Before I drive someplace new, he tries to tell me how to get there. When he says things like, “Look for a Texaco and you’re going to turn right before you get there,” I ask, “Am I going to turn right?” When he says, “Stay in the right lane as soon as it turns into three lanes,” I ask if I’m going to be in the right lane or do I need to move over to get there?” Then we’re both exasperated.
“How many times have you been there?” he asks in a testy voice. I explain that he was driving all those times and I was not paying attention.
I can pretty much count on turning left when I should have turned right, going east when I wanted west and giving up about two blocks before I reach my destination. I am so glad Texas allows u-turns.
This week I had to drive myself to church. I’ve driven it before: Boca Raton Boulevard to East Loop 820 to John T. White Road and turn at the big sign. It is only three miles. I come back the same way.
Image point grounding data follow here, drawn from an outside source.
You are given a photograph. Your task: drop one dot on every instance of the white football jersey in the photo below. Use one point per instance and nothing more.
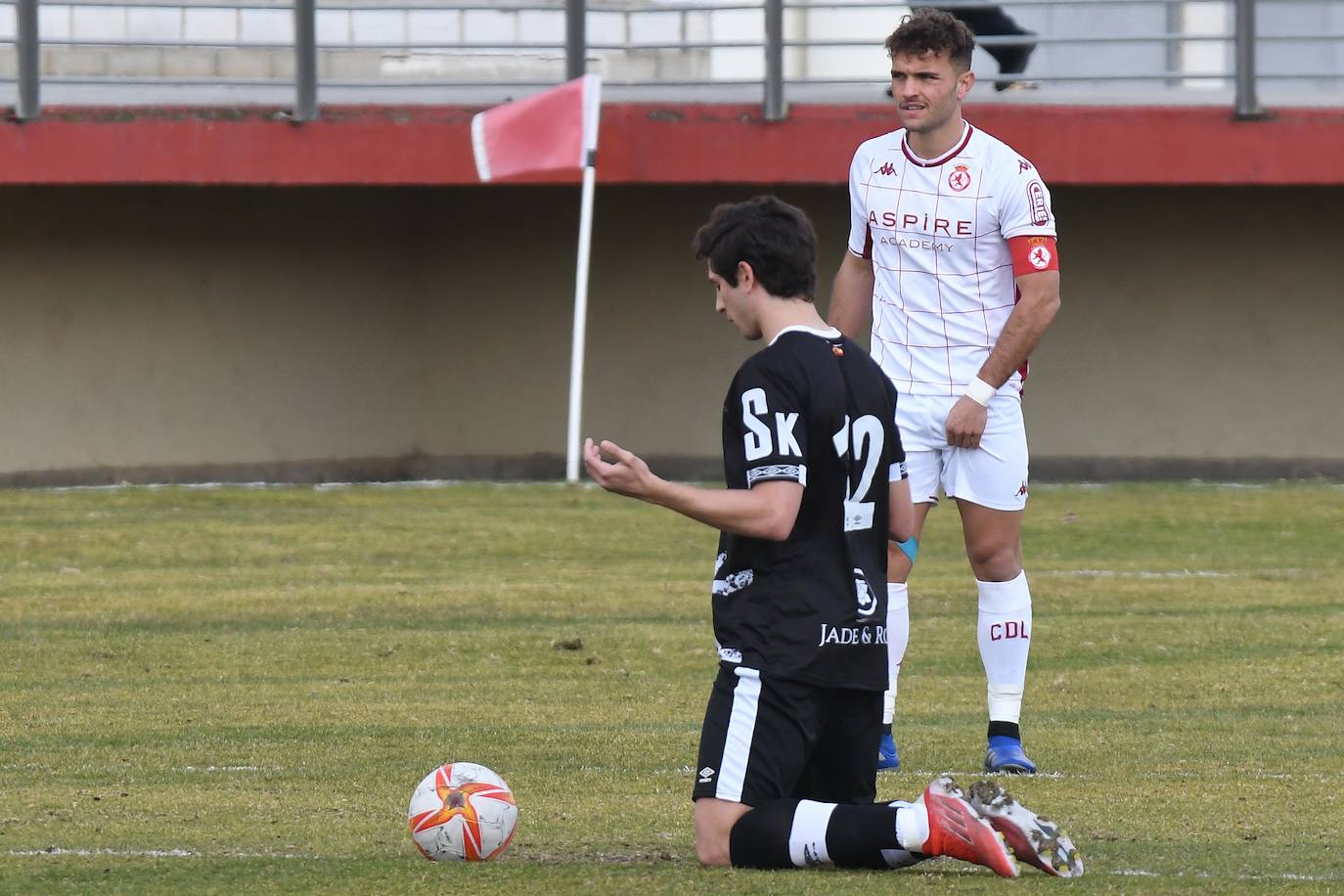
(937, 233)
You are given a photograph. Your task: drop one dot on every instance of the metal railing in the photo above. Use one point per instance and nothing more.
(783, 47)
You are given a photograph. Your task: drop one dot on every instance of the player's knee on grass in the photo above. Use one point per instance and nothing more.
(714, 821)
(761, 837)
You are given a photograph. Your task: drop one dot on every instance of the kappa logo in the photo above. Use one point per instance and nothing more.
(960, 177)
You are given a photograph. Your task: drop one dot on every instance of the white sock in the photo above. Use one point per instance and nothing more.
(898, 639)
(1005, 634)
(808, 835)
(912, 827)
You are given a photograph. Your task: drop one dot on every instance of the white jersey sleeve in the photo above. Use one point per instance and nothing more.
(861, 238)
(1024, 207)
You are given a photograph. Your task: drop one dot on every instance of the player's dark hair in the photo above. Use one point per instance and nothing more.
(773, 237)
(927, 29)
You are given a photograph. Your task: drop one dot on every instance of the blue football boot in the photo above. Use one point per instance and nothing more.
(1006, 755)
(887, 756)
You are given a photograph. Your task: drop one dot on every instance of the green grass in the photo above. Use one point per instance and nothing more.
(222, 691)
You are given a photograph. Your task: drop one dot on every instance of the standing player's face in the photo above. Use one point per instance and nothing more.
(734, 302)
(927, 90)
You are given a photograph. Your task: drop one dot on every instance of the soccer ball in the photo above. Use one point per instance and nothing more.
(463, 812)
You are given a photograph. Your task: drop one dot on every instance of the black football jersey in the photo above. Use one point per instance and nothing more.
(811, 407)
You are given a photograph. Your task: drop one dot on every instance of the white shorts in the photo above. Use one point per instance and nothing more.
(992, 475)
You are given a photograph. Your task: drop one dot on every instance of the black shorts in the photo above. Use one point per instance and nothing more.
(768, 738)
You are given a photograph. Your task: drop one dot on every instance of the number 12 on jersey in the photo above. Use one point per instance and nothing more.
(865, 439)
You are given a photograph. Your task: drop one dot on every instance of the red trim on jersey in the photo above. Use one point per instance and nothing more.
(1026, 362)
(1032, 254)
(934, 162)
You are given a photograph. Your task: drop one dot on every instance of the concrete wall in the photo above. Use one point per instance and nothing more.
(157, 334)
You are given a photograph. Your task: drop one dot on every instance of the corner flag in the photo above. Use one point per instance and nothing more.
(552, 130)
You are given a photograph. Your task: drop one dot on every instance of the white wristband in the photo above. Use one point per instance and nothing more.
(980, 391)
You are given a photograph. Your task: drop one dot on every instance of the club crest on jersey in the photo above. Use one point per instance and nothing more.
(867, 600)
(960, 177)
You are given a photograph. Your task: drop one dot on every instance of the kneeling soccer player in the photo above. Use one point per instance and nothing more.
(786, 774)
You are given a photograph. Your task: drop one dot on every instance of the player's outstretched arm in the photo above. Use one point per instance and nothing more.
(765, 511)
(1030, 320)
(851, 295)
(901, 516)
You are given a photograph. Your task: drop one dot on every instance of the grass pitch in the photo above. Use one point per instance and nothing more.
(237, 690)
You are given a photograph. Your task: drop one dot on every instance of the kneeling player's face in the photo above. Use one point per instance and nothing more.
(924, 89)
(733, 302)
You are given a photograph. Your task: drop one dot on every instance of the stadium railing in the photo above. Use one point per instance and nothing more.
(259, 51)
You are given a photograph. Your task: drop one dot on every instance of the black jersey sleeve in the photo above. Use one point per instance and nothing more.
(765, 431)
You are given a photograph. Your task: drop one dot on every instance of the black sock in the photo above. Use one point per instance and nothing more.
(854, 835)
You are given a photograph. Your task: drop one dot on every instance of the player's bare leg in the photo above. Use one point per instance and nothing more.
(898, 636)
(714, 820)
(994, 547)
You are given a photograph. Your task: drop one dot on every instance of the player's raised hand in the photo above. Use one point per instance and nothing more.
(966, 424)
(626, 473)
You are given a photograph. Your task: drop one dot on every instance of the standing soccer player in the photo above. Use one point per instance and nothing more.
(816, 485)
(952, 258)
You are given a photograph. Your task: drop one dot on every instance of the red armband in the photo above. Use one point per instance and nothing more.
(1032, 254)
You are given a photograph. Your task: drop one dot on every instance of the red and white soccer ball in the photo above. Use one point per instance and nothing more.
(463, 812)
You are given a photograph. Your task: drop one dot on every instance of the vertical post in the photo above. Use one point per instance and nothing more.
(1247, 107)
(305, 60)
(571, 441)
(575, 39)
(29, 61)
(775, 109)
(1175, 49)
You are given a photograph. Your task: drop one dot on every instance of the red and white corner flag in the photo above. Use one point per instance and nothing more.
(552, 130)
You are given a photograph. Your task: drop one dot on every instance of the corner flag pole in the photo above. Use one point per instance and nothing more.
(553, 130)
(571, 458)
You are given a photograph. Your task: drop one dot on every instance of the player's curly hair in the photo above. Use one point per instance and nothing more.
(927, 29)
(773, 237)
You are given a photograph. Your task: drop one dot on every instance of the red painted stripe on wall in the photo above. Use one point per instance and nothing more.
(657, 144)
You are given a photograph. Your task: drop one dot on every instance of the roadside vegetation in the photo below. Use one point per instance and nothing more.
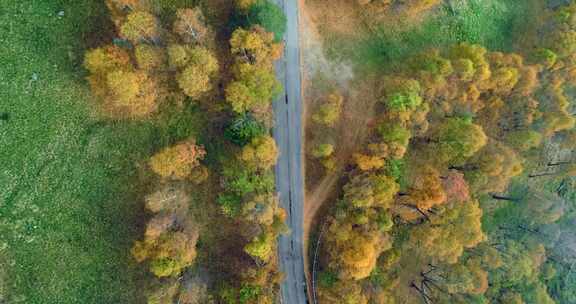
(461, 190)
(138, 154)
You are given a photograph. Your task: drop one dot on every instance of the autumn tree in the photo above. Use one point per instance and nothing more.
(191, 26)
(243, 129)
(140, 26)
(445, 236)
(255, 46)
(260, 153)
(425, 191)
(492, 168)
(368, 190)
(254, 87)
(179, 161)
(122, 90)
(198, 68)
(456, 139)
(169, 243)
(268, 15)
(351, 251)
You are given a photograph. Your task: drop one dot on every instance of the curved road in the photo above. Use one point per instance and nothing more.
(289, 181)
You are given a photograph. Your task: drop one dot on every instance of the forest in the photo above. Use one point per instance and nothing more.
(140, 151)
(461, 189)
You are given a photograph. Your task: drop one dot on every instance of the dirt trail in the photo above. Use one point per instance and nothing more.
(320, 76)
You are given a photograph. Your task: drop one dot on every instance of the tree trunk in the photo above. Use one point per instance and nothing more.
(559, 163)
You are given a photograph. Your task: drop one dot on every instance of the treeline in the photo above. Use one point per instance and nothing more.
(154, 63)
(425, 214)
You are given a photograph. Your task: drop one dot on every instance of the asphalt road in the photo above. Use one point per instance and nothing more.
(289, 173)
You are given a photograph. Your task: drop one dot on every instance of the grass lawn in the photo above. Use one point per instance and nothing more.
(70, 183)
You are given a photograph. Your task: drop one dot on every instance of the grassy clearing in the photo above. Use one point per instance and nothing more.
(496, 24)
(70, 202)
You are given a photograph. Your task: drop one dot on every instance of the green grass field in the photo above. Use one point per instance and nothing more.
(496, 24)
(70, 183)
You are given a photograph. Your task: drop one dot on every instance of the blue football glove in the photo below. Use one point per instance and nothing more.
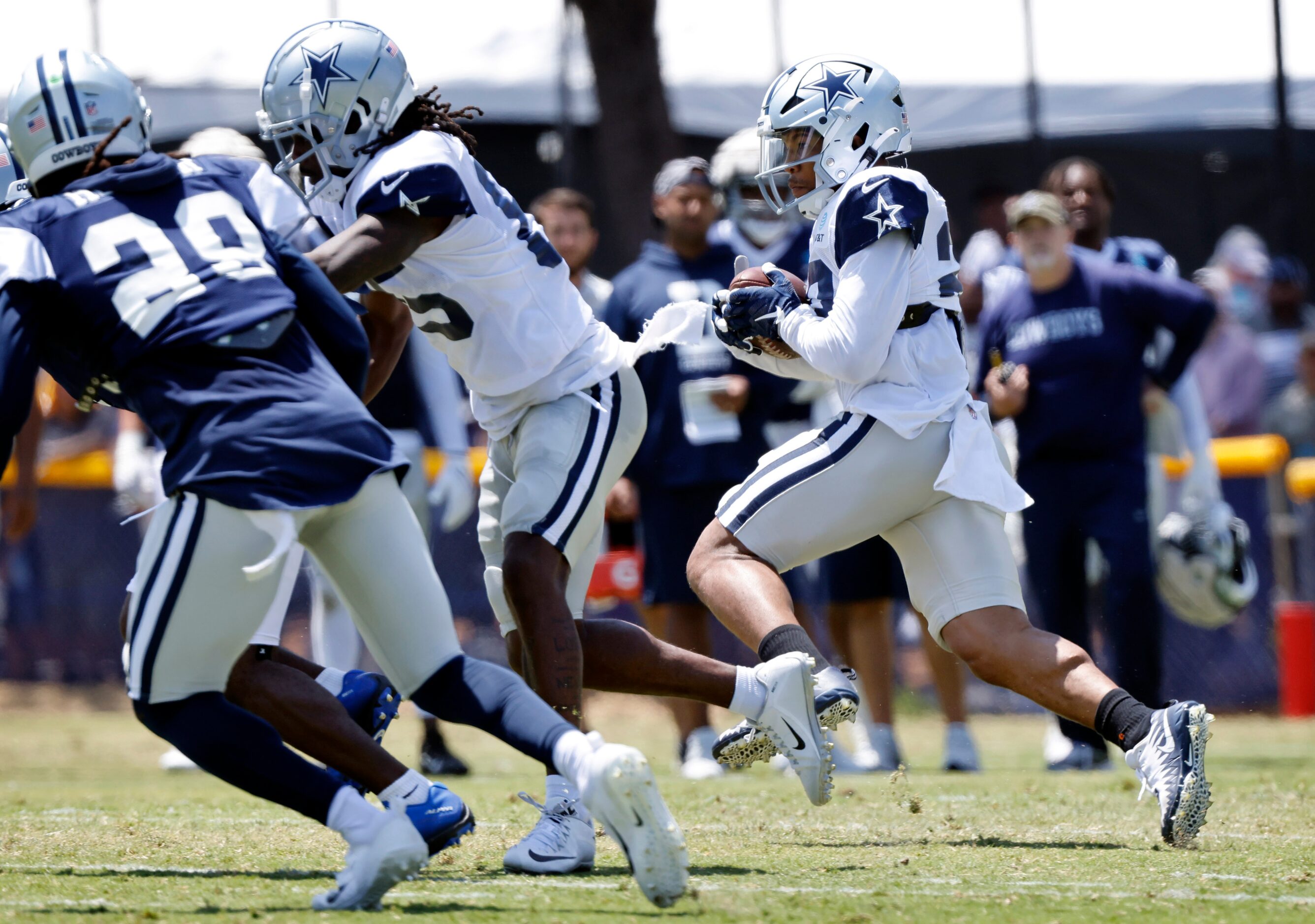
(756, 310)
(723, 333)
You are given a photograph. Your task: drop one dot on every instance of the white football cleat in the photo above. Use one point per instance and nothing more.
(398, 854)
(561, 843)
(960, 750)
(1171, 763)
(791, 722)
(697, 762)
(620, 792)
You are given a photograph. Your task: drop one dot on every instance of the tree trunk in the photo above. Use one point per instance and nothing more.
(634, 136)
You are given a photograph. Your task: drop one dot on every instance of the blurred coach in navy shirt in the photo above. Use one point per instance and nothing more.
(1062, 353)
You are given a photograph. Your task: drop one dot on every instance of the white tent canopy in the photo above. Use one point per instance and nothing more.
(1101, 65)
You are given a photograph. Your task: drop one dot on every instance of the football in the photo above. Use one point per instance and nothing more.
(755, 277)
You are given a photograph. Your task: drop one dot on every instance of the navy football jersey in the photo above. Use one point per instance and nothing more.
(154, 287)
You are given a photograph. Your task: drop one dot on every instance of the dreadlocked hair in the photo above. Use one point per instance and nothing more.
(425, 114)
(98, 162)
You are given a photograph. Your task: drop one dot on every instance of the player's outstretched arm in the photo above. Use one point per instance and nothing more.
(374, 246)
(872, 291)
(18, 366)
(787, 369)
(387, 324)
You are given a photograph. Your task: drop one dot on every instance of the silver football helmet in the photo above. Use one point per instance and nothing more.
(841, 114)
(65, 104)
(11, 175)
(1204, 568)
(734, 171)
(335, 87)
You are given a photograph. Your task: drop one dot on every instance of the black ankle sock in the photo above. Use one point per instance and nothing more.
(1122, 719)
(791, 639)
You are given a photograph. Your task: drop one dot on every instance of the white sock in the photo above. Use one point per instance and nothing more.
(750, 697)
(558, 788)
(354, 818)
(409, 789)
(571, 755)
(331, 678)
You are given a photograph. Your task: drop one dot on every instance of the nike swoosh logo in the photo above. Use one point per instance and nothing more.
(868, 186)
(799, 742)
(388, 187)
(1168, 735)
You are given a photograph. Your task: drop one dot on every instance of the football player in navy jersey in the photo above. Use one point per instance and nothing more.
(149, 283)
(913, 457)
(394, 177)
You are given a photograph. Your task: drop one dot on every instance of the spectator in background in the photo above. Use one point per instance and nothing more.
(1063, 354)
(1288, 318)
(1292, 414)
(751, 226)
(567, 218)
(705, 424)
(985, 249)
(1088, 195)
(1243, 258)
(1227, 367)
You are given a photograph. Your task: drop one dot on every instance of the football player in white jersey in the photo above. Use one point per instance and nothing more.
(394, 178)
(913, 457)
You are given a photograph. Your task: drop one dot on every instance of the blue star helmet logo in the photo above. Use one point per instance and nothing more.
(324, 70)
(834, 86)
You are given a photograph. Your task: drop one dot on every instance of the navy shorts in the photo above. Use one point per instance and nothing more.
(867, 571)
(671, 521)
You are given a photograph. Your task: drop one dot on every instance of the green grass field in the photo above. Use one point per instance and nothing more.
(89, 826)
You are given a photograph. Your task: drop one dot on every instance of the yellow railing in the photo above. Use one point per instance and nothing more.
(1238, 458)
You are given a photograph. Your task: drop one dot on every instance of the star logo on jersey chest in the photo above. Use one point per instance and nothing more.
(411, 204)
(833, 86)
(324, 70)
(885, 215)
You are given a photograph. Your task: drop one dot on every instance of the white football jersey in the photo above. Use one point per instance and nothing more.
(490, 292)
(863, 283)
(914, 375)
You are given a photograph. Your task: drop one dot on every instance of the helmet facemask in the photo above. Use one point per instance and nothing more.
(841, 115)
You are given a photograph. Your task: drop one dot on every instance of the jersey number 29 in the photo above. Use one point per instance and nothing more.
(145, 295)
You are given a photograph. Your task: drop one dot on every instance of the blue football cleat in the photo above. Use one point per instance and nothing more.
(1171, 763)
(442, 819)
(371, 701)
(373, 704)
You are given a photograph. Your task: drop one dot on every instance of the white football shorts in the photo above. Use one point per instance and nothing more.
(855, 479)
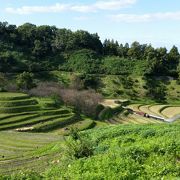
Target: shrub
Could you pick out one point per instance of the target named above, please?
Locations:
(106, 113)
(25, 81)
(78, 146)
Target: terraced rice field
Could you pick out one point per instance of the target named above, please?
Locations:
(162, 110)
(25, 151)
(21, 112)
(132, 119)
(35, 149)
(171, 111)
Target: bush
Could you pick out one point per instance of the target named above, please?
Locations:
(106, 113)
(25, 81)
(78, 146)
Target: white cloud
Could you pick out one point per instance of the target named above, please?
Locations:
(38, 9)
(146, 17)
(81, 18)
(114, 4)
(84, 8)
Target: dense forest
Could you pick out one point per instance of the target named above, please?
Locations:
(43, 48)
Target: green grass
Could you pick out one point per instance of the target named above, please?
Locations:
(124, 151)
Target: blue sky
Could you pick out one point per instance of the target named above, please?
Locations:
(147, 21)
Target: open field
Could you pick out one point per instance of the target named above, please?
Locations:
(118, 151)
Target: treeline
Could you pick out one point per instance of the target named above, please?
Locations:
(43, 48)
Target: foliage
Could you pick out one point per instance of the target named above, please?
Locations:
(78, 146)
(127, 152)
(25, 81)
(36, 48)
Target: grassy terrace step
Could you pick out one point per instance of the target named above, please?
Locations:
(55, 111)
(7, 116)
(17, 119)
(21, 102)
(4, 96)
(19, 109)
(31, 121)
(54, 124)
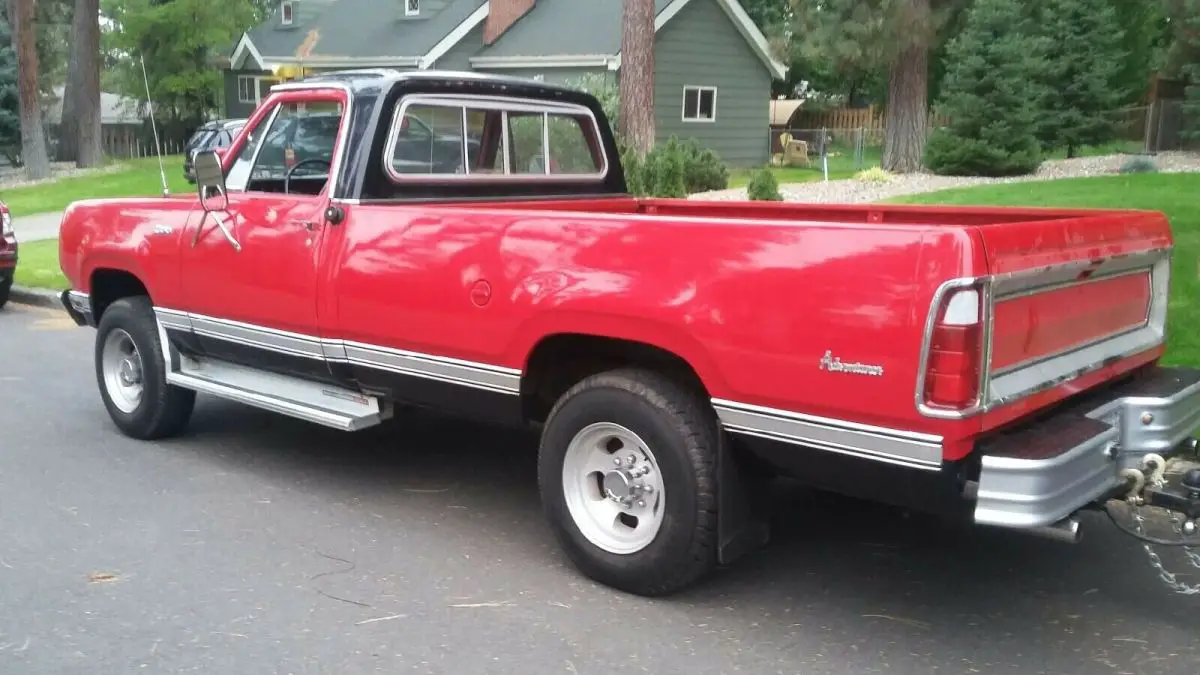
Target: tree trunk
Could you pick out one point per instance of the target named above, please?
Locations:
(907, 117)
(637, 76)
(33, 136)
(85, 69)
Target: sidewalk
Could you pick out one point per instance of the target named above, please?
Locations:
(37, 227)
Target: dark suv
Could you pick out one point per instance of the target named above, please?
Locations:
(211, 136)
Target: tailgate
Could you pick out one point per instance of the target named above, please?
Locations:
(1073, 296)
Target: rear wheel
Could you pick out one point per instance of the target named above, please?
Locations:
(627, 470)
(130, 372)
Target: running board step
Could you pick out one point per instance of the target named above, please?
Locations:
(293, 396)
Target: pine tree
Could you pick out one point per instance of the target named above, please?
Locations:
(1188, 51)
(881, 35)
(10, 106)
(991, 95)
(1085, 55)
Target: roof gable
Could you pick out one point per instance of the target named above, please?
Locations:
(340, 37)
(552, 34)
(575, 33)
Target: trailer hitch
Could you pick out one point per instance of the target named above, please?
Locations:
(1150, 488)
But this time Dan drove his own car so he could leave early. I followed him around the block into an unfamiliar parking lot. When I came out, I didn’t know how to get to John T. White. I turned right.
When I reached the corner and everything looked strange, I realized I should have turned left. I kept following my nose until I found Eastchase Parkway, where I’ve been before. I turned left and found Wal-Mart. Ah! Now I knew the way home because that store backs up to John T. White Road.
I now know where the church is in relation to the rest of my world: the shopping mall, the freeway, the grocery store. I won’t get lost anymore but I had to get lost to discover all that.
Sometimes I think I know the way but I use my GPS to make sure. Sometimes I leave it in the back seat and only plug it in after I get lost. It is a bit like getting lost on purpose. It helps me figure out where I am.
I am thinking of the ways my life has been like getting lost. A person does the wrong thing, which leads to much difficulty but that’s how people learn stuff. As long as someone else does the driving for us, we don’t learn much about decision making or consequences or how to avoid hardship.
Listening to advice and heeding it is a bit like listening to my husband’s driving directions. It just doesn’t make sense until you’ve been there and been in the driver’s seat.
I wish my kids and grandkids would listen to me. Because of my life experience, I could save them all sorts of heartache. I could save them money and help them make money, win friends and influence people. If they’d only ask, I am full of wisdom and counsel beyond price.
Maybe I should be satisfied if they just keep me in the backseat, just in case they get lost…on purpose.